Sunday, April 24, 2016

How is Jane treated unjustly as a child at Gateshead?

At Gateshead, Mrs. Reed always favors her own three children, Eliza, John, and Georgiania, over the poor relation Jane Eyre. John, especially, torments Jane many times a day, but Mrs. Reed pretends she doesn't see it. As Jane explains:

I had no appeal whatever against either his menaces or his inflictions; the servants did not like to offend their young master by taking my part against him, and Mrs. Reed was blind and deaf on the subject: she never saw him strike or heard him abuse me, though he did both now and then in her very presence, more frequently, however, behind her back.
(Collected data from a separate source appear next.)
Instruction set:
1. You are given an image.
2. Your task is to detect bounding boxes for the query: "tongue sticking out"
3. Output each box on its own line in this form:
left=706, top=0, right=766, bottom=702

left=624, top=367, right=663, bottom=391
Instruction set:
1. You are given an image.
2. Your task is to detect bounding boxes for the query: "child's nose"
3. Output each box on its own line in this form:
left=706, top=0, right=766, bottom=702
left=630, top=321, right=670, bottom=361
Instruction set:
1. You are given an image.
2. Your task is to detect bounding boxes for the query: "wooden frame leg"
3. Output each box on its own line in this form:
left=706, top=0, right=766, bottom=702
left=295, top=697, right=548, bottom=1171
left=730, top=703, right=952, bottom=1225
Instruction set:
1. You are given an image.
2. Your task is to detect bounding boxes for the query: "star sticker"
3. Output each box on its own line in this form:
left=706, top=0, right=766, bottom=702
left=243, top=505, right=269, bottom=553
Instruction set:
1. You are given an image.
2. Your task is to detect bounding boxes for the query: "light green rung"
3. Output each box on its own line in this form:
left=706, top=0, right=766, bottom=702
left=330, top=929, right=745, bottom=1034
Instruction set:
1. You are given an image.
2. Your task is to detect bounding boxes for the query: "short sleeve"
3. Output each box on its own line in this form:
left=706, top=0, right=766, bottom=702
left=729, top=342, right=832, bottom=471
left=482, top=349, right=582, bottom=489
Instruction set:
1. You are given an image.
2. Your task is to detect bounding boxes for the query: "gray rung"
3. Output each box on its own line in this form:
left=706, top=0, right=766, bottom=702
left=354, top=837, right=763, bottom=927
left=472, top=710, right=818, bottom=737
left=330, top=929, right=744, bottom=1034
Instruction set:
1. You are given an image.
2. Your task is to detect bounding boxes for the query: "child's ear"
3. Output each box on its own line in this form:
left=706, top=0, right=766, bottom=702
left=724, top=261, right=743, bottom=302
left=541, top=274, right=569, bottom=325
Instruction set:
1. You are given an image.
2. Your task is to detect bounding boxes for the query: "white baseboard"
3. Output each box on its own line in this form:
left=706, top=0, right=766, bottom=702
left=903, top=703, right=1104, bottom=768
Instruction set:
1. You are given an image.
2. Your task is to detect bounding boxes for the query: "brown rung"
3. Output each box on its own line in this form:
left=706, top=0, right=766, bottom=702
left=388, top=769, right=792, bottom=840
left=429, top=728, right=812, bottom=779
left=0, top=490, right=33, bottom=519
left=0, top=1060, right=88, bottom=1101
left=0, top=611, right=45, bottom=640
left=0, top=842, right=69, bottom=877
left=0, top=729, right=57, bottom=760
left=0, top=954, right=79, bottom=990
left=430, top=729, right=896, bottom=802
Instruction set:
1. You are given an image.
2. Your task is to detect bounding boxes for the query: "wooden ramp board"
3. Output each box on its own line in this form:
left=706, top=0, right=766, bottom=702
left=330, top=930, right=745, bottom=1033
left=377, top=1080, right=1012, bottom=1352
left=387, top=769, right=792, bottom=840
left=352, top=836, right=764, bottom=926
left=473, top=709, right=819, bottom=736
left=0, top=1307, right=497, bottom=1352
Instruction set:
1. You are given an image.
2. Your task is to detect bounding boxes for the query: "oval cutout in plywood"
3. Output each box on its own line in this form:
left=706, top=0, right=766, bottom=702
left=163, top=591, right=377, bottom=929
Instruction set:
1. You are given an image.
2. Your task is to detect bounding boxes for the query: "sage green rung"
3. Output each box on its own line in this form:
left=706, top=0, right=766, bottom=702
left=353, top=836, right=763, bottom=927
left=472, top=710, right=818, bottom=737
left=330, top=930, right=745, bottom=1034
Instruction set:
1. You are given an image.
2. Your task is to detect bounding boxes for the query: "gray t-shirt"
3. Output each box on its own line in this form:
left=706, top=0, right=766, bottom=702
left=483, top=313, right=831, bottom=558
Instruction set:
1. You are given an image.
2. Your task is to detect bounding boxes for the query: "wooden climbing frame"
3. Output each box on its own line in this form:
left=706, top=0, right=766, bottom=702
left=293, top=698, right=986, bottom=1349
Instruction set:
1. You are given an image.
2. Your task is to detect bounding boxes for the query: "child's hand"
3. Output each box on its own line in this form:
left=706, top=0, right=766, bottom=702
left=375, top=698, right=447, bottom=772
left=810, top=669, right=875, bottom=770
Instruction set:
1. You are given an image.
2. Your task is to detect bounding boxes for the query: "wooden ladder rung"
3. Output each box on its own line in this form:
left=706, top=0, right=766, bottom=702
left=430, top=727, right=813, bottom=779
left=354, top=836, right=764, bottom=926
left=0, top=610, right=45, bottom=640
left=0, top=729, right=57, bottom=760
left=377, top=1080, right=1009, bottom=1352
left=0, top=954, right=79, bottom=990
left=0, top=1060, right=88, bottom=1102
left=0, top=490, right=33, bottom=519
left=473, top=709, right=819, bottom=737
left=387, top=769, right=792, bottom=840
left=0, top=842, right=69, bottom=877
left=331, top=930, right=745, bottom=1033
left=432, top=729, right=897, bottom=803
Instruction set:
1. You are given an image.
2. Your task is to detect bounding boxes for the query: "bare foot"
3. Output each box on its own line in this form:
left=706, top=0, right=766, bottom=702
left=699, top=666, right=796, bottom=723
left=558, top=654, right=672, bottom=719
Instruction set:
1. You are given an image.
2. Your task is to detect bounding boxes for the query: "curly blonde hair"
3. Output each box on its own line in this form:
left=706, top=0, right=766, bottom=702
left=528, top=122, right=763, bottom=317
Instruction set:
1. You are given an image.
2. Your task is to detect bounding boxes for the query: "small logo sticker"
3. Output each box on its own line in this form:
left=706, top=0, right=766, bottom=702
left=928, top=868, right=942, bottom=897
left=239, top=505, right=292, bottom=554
Events come to a head when John throws a book at Jane, which causes her head to hit the door and start bleeding. Completely fed up with the abuse, Jane attacks John and is punished by being locked in the Red Room. In the Red Room, Jane wonders, Why is she, who always she tries so hard to do what is right, always treated badly? She knows Mrs. Reed dislikes her, and the servants favor the Reed children. She realizes this because they have nothing in common, and she realizes that she doesn't like them any more than they like her. But she also recognizes that if she could have been more like them, she wouldn't have been abused:

I know that had I been a sanguine, brilliant, careless, exacting, handsome, romping child—though equally dependent and friendless—Mrs. Reed would have endured my presence more complacently; her children would have entertained for me more of the cordiality of fellow-feeling; the servants would have been less prone to make me the scapegoat of the nursery.